Figure 7. Atg32 overexpression and choline treatment partially rescue mitophagy in opi3‐null cells.

1. Wild‐type and opi3Δ cells expressing mito‐DHFR–mCherry and a chromosomally encoded Atg32–HA were transformed with two Atg32–HA‐expressing plasmids or empty vectors, cultured in the presence or absence of choline, and analyzed as in Fig 1B. Generation of free mCherry (depicted by arrow) from mito‐DHFR–mCherry (depicted by arrowhead) indicated transport of mitochondria to the vacuole. Pgk1 was monitored as a loading control.

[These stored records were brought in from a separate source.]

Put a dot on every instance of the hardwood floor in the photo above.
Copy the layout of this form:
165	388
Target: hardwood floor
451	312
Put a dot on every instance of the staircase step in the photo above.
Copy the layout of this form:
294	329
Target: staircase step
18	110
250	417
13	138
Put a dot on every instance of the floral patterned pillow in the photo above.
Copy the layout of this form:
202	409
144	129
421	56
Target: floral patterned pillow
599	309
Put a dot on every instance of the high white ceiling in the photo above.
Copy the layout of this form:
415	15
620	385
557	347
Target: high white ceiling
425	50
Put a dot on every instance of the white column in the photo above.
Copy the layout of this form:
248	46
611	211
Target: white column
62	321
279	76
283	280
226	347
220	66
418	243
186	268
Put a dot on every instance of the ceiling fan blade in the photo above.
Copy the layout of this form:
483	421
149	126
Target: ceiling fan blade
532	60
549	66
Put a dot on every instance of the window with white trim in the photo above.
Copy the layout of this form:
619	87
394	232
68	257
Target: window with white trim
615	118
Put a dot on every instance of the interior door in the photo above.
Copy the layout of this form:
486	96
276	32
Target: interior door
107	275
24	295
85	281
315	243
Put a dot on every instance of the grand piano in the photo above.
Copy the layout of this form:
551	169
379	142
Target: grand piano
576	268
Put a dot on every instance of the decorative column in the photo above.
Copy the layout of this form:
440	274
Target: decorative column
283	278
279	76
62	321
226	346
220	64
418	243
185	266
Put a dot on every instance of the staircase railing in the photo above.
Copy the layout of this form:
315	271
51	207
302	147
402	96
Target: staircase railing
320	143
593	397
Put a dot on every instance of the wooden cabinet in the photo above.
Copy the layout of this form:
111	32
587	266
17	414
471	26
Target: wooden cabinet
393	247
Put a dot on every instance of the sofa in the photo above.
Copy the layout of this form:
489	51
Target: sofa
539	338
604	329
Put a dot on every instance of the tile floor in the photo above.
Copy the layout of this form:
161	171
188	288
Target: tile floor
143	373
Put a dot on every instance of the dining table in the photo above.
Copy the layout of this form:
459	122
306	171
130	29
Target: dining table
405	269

2. The amounts of free mCherry detected in (A) were quantified at the 72‐h time point as in Fig 1C. The signal intensity value of free mCherry in wild‐type cells containing two empty vectors without choline treatment was set to 100%. Data represent the averages of three experiments, with error bars indicating standard deviations.
3. A model for mitophagy regulation through the phospholipid methylation pathway in wild‐type and opi3‐null cells. PE, phosphatidylethanolamine; PC, phosphatidylcholine; PMME, phosphatidylmonomethylethanolamine; PDME, phosphatidyldimethylethanolamine; GSH, reduced glutathione (see text for details).